What good had his “gospel” done him? It gave him knowledge but nothing else. It transformed his mind, but not his body. The same Square that was born as a Square would die as a Square. The story gives no indication that Square had a hope of going to the Third Dimension after death. Nor did Sphere offer any promise that he could make Square third-dimensional like himself. The Gospel of the Third Dimension good news was not actually good news at all. It was just news. It may have offered exciting truth, but the only change it wrought in Square was an exciting vision and perpetual imprisonment.

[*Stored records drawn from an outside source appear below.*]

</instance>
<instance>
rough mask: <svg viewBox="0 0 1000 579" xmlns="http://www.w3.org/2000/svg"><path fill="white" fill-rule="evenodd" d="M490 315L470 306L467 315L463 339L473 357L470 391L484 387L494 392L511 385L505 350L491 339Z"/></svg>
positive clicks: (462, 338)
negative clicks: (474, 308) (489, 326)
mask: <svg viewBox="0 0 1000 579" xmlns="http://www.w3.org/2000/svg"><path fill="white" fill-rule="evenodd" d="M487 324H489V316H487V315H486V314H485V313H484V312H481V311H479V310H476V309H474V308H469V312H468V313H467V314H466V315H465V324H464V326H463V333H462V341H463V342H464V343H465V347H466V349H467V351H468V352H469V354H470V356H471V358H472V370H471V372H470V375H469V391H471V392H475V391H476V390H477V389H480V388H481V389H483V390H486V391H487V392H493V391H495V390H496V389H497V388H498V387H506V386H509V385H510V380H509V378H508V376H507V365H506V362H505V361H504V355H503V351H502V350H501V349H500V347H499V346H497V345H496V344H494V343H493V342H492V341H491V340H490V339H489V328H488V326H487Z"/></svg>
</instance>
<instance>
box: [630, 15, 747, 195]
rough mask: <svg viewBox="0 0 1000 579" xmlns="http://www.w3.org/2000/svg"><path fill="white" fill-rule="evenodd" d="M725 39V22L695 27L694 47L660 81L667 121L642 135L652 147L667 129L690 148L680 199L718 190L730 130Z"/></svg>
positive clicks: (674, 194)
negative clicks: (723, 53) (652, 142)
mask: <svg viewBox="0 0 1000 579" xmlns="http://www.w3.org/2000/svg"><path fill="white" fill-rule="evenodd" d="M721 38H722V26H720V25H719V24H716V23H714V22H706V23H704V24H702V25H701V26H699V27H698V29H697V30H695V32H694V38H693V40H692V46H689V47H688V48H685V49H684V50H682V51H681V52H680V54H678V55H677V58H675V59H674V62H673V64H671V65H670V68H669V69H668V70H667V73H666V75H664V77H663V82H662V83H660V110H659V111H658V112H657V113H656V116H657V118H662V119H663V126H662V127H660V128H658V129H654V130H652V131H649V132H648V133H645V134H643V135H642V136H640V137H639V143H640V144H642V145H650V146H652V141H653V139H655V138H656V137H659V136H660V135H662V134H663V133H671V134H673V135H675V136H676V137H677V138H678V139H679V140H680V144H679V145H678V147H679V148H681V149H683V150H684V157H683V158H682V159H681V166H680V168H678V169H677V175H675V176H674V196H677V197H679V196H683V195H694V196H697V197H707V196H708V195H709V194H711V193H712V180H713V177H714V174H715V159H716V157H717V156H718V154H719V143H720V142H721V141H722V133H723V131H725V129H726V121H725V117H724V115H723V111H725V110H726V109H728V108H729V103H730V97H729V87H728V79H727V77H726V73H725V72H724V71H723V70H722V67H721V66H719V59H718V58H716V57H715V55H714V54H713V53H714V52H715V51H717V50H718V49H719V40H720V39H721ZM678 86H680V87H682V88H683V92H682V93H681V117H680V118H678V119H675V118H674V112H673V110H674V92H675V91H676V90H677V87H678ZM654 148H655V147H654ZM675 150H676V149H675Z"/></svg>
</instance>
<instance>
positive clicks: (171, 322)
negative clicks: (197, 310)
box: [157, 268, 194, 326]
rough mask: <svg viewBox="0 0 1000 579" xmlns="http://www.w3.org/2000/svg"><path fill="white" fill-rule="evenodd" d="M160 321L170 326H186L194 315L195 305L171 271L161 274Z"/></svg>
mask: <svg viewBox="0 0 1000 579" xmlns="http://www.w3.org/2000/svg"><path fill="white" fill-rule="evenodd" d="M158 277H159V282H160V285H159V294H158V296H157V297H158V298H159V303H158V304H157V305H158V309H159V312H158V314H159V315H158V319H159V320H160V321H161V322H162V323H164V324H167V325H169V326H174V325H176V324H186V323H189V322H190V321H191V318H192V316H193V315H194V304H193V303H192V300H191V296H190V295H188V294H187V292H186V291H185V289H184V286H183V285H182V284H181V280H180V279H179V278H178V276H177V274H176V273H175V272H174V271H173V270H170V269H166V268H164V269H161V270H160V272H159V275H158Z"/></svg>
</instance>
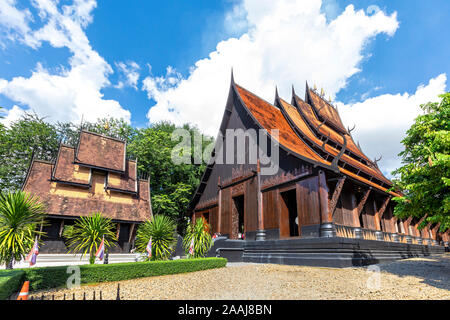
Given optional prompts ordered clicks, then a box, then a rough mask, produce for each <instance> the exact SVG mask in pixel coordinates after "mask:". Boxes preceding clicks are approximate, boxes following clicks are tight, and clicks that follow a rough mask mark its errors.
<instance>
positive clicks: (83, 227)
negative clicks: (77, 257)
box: [63, 212, 117, 264]
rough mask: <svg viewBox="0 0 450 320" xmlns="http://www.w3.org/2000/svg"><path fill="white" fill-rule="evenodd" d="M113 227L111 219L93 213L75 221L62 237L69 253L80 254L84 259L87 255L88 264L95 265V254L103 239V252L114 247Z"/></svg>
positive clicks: (100, 212) (114, 238)
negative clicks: (103, 243)
mask: <svg viewBox="0 0 450 320" xmlns="http://www.w3.org/2000/svg"><path fill="white" fill-rule="evenodd" d="M113 228H114V225H113V223H112V221H111V219H109V218H106V217H104V216H103V215H102V213H101V212H93V213H91V215H90V216H87V217H80V218H78V219H77V220H75V223H74V224H73V227H70V228H67V229H66V230H65V232H64V234H63V236H64V237H65V238H66V239H67V240H68V242H67V243H68V246H69V252H71V253H80V252H81V253H82V257H84V256H85V255H86V254H87V253H89V263H90V264H94V263H95V252H96V251H97V249H98V247H99V246H100V243H101V242H102V239H103V237H104V239H105V242H104V243H105V251H106V250H107V248H110V247H112V246H114V245H115V244H114V241H117V239H116V235H115V234H114V232H113Z"/></svg>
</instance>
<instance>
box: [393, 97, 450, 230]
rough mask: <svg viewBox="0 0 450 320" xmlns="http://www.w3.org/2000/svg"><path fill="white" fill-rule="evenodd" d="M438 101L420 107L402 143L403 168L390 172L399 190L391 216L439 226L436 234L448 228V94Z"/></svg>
mask: <svg viewBox="0 0 450 320" xmlns="http://www.w3.org/2000/svg"><path fill="white" fill-rule="evenodd" d="M439 97H440V98H441V99H442V100H441V101H440V102H434V103H431V102H429V103H427V104H424V105H421V108H422V109H423V111H424V114H422V115H420V116H418V117H417V118H416V120H415V122H414V124H413V125H412V126H411V128H410V129H409V130H408V131H407V136H406V138H405V139H403V141H402V143H403V145H404V146H405V150H404V151H402V152H401V153H400V154H399V156H401V157H402V164H403V166H402V167H400V168H399V169H397V170H395V171H394V172H393V174H394V175H397V176H398V179H396V180H394V185H395V187H396V188H399V189H400V190H403V192H404V195H403V196H402V197H396V198H394V199H393V200H395V201H396V202H397V205H396V206H395V211H394V213H395V215H397V216H398V217H401V218H406V217H409V216H413V217H417V218H421V217H423V216H425V215H427V217H426V219H425V220H424V222H423V224H422V225H421V227H423V226H425V225H426V224H427V223H430V222H432V223H440V224H441V226H440V231H441V232H443V231H445V230H447V229H448V228H449V227H450V192H449V190H450V189H449V187H450V155H449V154H450V152H449V151H450V93H446V94H444V95H441V96H439Z"/></svg>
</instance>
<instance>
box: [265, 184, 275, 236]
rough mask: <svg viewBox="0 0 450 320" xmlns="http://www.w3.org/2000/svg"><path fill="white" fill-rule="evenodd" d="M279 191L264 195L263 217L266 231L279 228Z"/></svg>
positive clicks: (272, 191)
mask: <svg viewBox="0 0 450 320" xmlns="http://www.w3.org/2000/svg"><path fill="white" fill-rule="evenodd" d="M276 197H277V190H271V191H267V192H264V193H263V217H264V229H266V230H269V229H277V228H278V204H277V201H276Z"/></svg>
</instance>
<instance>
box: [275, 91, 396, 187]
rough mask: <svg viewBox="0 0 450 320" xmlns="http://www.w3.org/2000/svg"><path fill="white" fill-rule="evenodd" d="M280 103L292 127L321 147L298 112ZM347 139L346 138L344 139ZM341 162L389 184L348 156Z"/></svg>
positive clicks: (320, 143)
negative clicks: (296, 126) (290, 122)
mask: <svg viewBox="0 0 450 320" xmlns="http://www.w3.org/2000/svg"><path fill="white" fill-rule="evenodd" d="M279 100H280V102H281V106H282V108H284V110H286V113H287V116H288V117H289V118H290V119H291V121H292V122H293V123H294V125H296V126H297V127H298V129H299V130H300V131H301V132H302V133H303V134H305V135H306V137H307V138H308V139H309V140H310V141H311V142H312V143H314V144H315V145H317V146H319V147H322V145H323V142H322V141H321V140H320V139H318V138H317V137H316V135H315V134H314V133H313V132H312V131H311V129H310V128H309V126H308V125H307V124H306V122H305V121H304V119H303V118H302V116H301V115H300V114H299V112H298V110H297V109H296V108H295V107H294V106H292V105H290V104H289V103H287V102H286V101H284V100H283V99H281V98H279ZM346 139H347V138H346ZM324 150H325V151H326V152H327V153H329V154H331V155H333V156H337V155H338V154H339V150H337V149H335V148H333V147H332V146H330V145H328V144H325V145H324ZM341 161H344V162H346V163H348V164H349V165H351V166H352V167H354V168H356V169H357V170H361V171H363V172H365V173H366V174H368V175H371V176H373V177H375V178H377V179H379V180H381V181H383V182H386V183H390V181H389V180H387V179H386V178H385V177H384V176H383V175H382V174H380V173H379V172H378V171H376V170H374V169H373V168H371V167H369V166H367V165H365V164H363V163H361V162H359V161H357V160H355V159H354V158H352V157H350V156H348V155H347V154H343V155H342V157H341Z"/></svg>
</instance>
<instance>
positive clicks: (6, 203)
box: [0, 191, 45, 269]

How different is the Gospel of Christ that we know and love! Our Gospel proclaims that God the Father has delivered us from the dominion of darkness and transferred us into the kingdom of the Son he loves, in whom we have redemption, the forgiveness of sins (Colossians 1:13). We have been transferred into a better dimension, and unlike Square, we will be changed and become like our Savior.

Knowledge of higher planes is not enough to constitute a gospel. But knowledge that brings transformation and deliverance . . . that is good news. May we always proclaim that news at TCS.

Merry Christmas!

*p. 117 (Signet Classics, 2005).

**For more thoughts on Flatland, listen to James Harrington’s talk (“Vampires, Governesses, and Anglo-Catholic . . . Oh My”) from the 2013 Pursuing Wisdom Colloquy at Providence Classical School.